2002-02-28 12:51:30

by Martin Wilck

[permalink] [raw]
Subject: PROBLEM: Timer interrupt lockup on HT machine


Hello,

we have found another problem with our HT ("Jackson") prototype
machines. In our reboot tests we found that sometimes the timer
interrupts stop. This happens typically after ~30-50 seconds.

>From that time on, no more timer interrupts are encountered.
This happens only when the logical Jackson CPUs are enabled,
i.e. with the "acpismp=force" command line parameter, and approximately
at every 10th boot.

Another observation is that on the HT machines (whether or not the
above problem occurs) almost all interrupts seem to be handled by CPU 0.

CPU 1 gets a few, but in a ratio of about 1:10000 wrt CPU 0.
CPU 2 and 3 do not see any interrupts at all.
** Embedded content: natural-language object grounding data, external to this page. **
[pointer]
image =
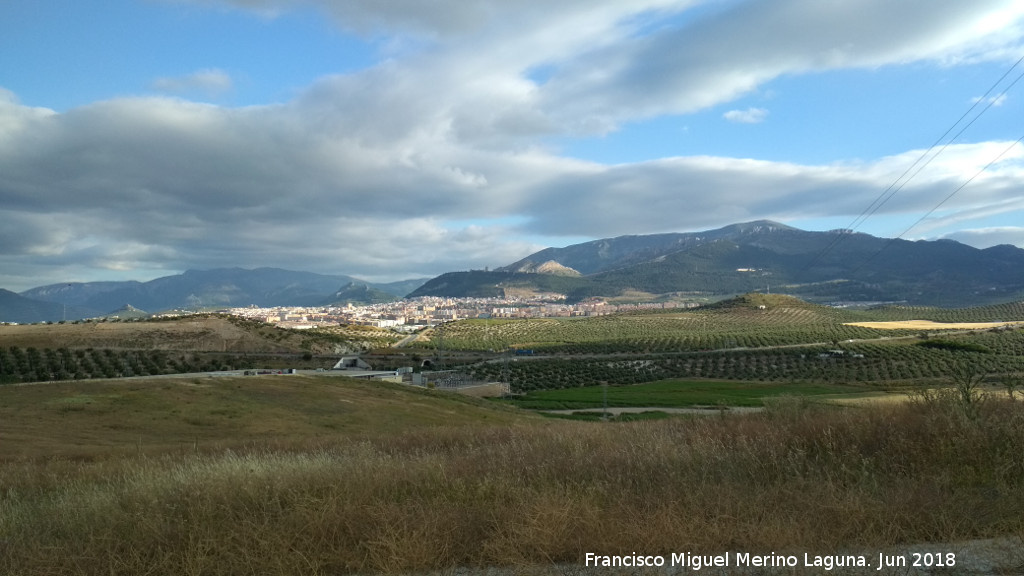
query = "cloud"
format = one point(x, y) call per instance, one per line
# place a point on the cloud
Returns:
point(984, 238)
point(749, 116)
point(209, 82)
point(375, 172)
Has anybody heard of these problems yet, and are workarounds available?
I am currently investigating the problem and will be happy to supply
more information if requested.

Martin

--
Martin Wilck Phone: +49 5251 8 15113
Fujitsu Siemens Computers Fax: +49 5251 8 20409
Heinz-Nixdorf-Ring 1 mailto:[email protected]
D-33106 Paderborn http://www.fujitsu-siemens.com/primergy






2002-02-28 17:27:30

by Mikael Pettersson

[permalink] [raw]
Subject: Re: PROBLEM: Timer interrupt lockup on HT machine

Martin Wilck writes:
> Another observation is that on the HT machines (whether or not the
> above problem occurs) almost all interrupts seem to be handled by CPU 0.
>
> CPU 1 gets a few, but in a ratio of about 1:10000 wrt CPU 0.
> CPU 2 and 3 do not see any interrupts at all.
>
> Has anybody heard of these problems yet, and are workarounds available?

I've heard about that IRQ imbalance on MP P4 Xeons from a person at Dell.
My understanding of it is that it's a consequence of the local APIC
priorization changes Intel did in the P4 xAPIC design. (Study Intel's IA32
Vol 3 manual in detail and you'll see them.) Supposedly Ingo Molnar is
working on a solution.

/Mikael

2002-02-28 20:26:54

by Martin Wilck

[permalink] [raw]
Subject: Re: PROBLEM: Timer interrupt lockup on HT machine


I have looked into this some more.

It appears that the mask register of the 8259 PIC is corrupted.
On this machine, the timer is setup through setup_ExtINT_IRQ0_pin()
(8259A master -> IRQ broadcast), all is working well.

The correct value of the mask register (IO port 0x21) should be 0xfa
(Timer & cascade enabled).

When the timer lockup happens, the register value is 0x07, i.e.
completely wrong, and IRQ 0 is masked. I can use a user space
program to re-eneable the timer interrupt, and all is fine again.

I am pretty irritated by this behaviour, because in the timer
operating mode on this system the mask register is never accessed
after the initial setup.

It is very obvious that this situation arises around the time of X
server startup.

Any clues?

Martin

--
Martin Wilck Phone: +49 5251 8 15113
Fujitsu Siemens Computers Fax: +49 5251 8 20409
Heinz-Nixdorf-Ring 1 mailto:[email protected]
D-33106 Paderborn http://www.fujitsu-siemens.com/primergy